There is a lot of research in this book. The author has experience in the medical field, and this is quite apparent. I’m not a doctor, but I have been to a lot of doctors, and I’ve watched a lot of doctor TV shows. I recognized the names of antibiotics, and several of the treatments used, although fortunately I did not have experience with the respirators. There is enough information given to present the realism of a hospital environment without overwhelming the reader with a bunch of technospeak. The only inaccuracy I could find was that not once did Sydney ever make out with a colleague in the janitor’s closet.
I’m kidding about that last line, since that sort of thing only happens on television. In reality, doctors work long shifts and suffer exhaustion, and poor Sydney fits that bill. She is pushed to her limits in trying to combat this virus. I really enjoyed her character. She wasn’t a Mary-Sue. She had weaknesses, like her lack of trust, but was someone who was willing to do whatever it took to help a patient, even if it meant bending the rules a little bit. The author doesn’t tell us what her character is like, she shows us through her words and actions. It doesn’t take long to find yourself identifying with the heroine.
There are so many questions that propel the reader through page after page. Who is Casper? Why is he so weird? What is this virus? How will they stop it? Who else is going to get sick and die? Will Sydney ever get to take a freaking nap? And once she starts to answer these questions, the action only escalates, and the tension increases. I read the last part of the book in a few hours, because I could not put it down. I won’t give away the ending, but I found in highly satisfying.

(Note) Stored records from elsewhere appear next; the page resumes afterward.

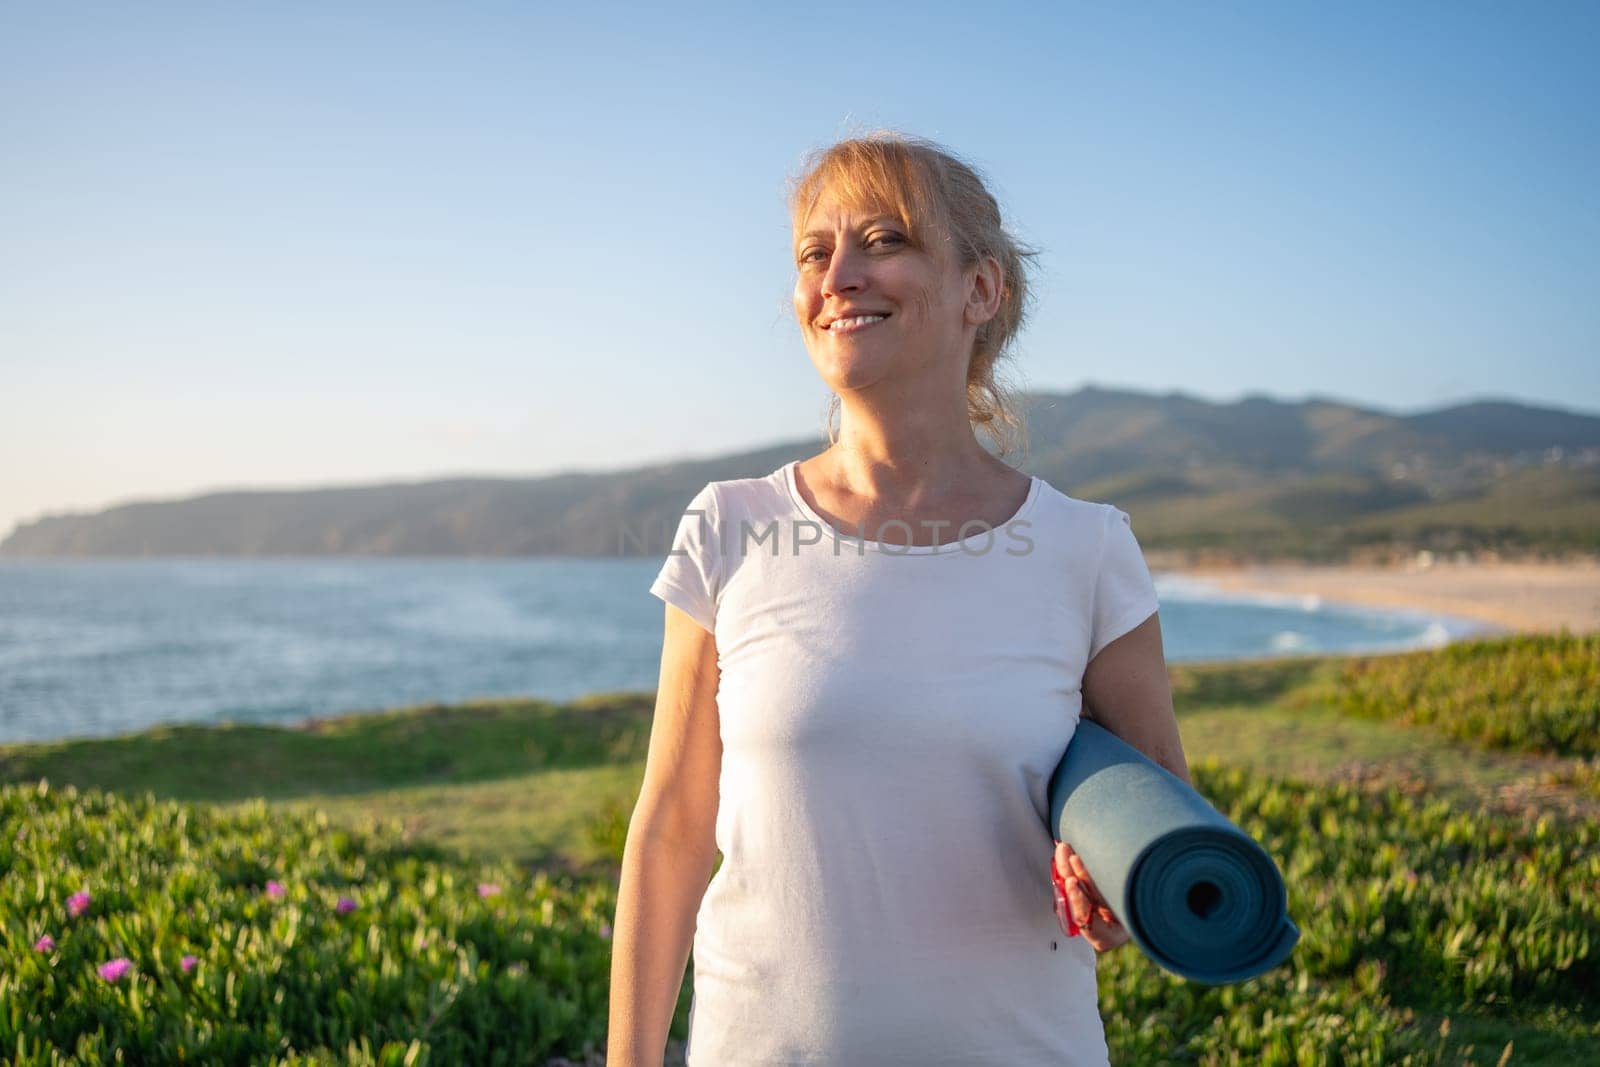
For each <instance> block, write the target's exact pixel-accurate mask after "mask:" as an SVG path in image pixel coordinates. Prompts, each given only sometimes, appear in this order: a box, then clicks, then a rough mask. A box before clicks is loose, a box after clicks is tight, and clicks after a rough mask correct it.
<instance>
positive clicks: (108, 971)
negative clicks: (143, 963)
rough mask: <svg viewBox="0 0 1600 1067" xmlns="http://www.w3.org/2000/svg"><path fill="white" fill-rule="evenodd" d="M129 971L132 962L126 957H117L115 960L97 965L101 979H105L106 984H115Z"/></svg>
mask: <svg viewBox="0 0 1600 1067" xmlns="http://www.w3.org/2000/svg"><path fill="white" fill-rule="evenodd" d="M130 969H133V960H130V958H128V957H117V958H115V960H110V961H107V963H101V965H99V973H101V977H102V979H106V981H107V982H115V981H117V979H118V977H122V976H123V974H126V973H128V971H130Z"/></svg>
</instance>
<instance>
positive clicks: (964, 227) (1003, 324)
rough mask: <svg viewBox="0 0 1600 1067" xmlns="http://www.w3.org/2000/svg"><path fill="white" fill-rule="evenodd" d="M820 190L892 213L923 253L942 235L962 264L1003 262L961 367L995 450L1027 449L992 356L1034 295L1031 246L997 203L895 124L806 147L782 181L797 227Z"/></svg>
mask: <svg viewBox="0 0 1600 1067" xmlns="http://www.w3.org/2000/svg"><path fill="white" fill-rule="evenodd" d="M824 192H832V194H834V195H835V197H838V198H840V202H843V203H845V205H846V206H850V208H856V210H862V208H869V210H882V211H890V213H893V214H894V216H896V218H898V219H899V221H901V224H902V226H904V227H906V230H907V235H909V240H910V243H912V245H914V246H917V248H920V250H923V251H930V250H931V248H933V245H934V243H946V245H947V246H949V248H950V250H952V251H954V253H955V256H957V262H958V264H960V266H962V269H968V267H973V266H976V264H978V262H979V261H981V259H982V258H984V256H994V259H995V261H997V262H998V264H1000V274H1002V285H1000V310H998V312H995V315H994V318H990V320H989V322H986V323H984V325H981V326H979V328H978V336H976V338H974V341H973V352H971V358H970V362H968V365H966V416H968V419H970V421H971V422H973V427H974V429H978V427H981V429H984V430H986V432H987V434H989V435H990V437H992V438H994V440H995V443H997V445H1000V454H1002V456H1005V454H1008V453H1010V451H1011V450H1013V448H1016V446H1018V445H1021V448H1022V451H1024V453H1026V451H1027V427H1026V426H1024V421H1022V414H1021V410H1019V406H1018V400H1016V397H1014V395H1013V392H1011V389H1010V387H1008V386H1005V384H1002V381H1000V374H998V371H997V366H995V365H997V363H998V362H1000V360H1002V358H1003V357H1005V355H1008V347H1010V344H1011V341H1013V339H1014V338H1016V333H1018V330H1019V328H1021V326H1022V323H1024V320H1026V318H1027V312H1029V307H1030V302H1032V294H1030V291H1029V278H1027V274H1029V267H1030V266H1032V264H1030V262H1029V261H1030V259H1032V258H1034V256H1037V254H1038V253H1037V251H1035V250H1032V248H1027V246H1024V245H1021V243H1019V242H1018V240H1016V238H1014V237H1011V234H1010V232H1008V230H1006V227H1005V222H1003V221H1002V218H1000V205H998V203H997V202H995V198H994V195H992V194H990V192H989V189H987V186H986V184H984V179H982V176H981V174H979V171H978V170H976V168H974V166H973V165H971V163H966V162H965V160H962V158H958V157H957V155H955V154H954V152H950V150H949V149H944V147H942V146H939V144H934V142H933V141H925V139H922V138H912V136H907V134H902V133H896V131H893V130H885V131H878V133H870V134H864V136H858V138H848V139H845V141H838V142H837V144H832V146H829V147H826V149H819V150H816V152H811V154H810V155H808V157H806V160H805V163H803V166H802V171H800V174H798V176H797V178H794V179H792V181H790V186H789V213H790V224H792V229H794V232H795V234H798V232H800V227H802V226H803V224H805V221H806V218H808V216H810V214H811V210H813V208H814V206H816V202H818V200H819V198H821V197H822V194H824ZM835 411H838V395H837V394H835V395H832V397H830V398H829V406H827V416H826V418H827V440H829V443H830V445H834V443H838V437H837V434H835V430H834V413H835Z"/></svg>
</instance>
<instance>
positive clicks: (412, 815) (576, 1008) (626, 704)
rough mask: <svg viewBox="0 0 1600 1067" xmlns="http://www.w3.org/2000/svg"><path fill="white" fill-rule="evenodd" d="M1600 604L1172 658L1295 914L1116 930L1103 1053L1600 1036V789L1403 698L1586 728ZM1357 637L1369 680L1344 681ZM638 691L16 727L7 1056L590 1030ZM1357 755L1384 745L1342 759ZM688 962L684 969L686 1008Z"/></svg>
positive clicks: (365, 1048) (1465, 710)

This book isn’t just a medical thriller, nor is it a sci-fi book. More than anything it is the story of a woman facing her deepest fears, and learning that it is possible to put your faith in other people. Only when the pressure is on, do we learn what we are made of, and what is most important in life.
This book is offered as an e-book on Amazon.com and BarnesandNoble.com and will soon be out in paperback. At a paltry five dollars, it is a steal. I highly recommend The Seneca Scourge by Carrie Rubin. Five Stars.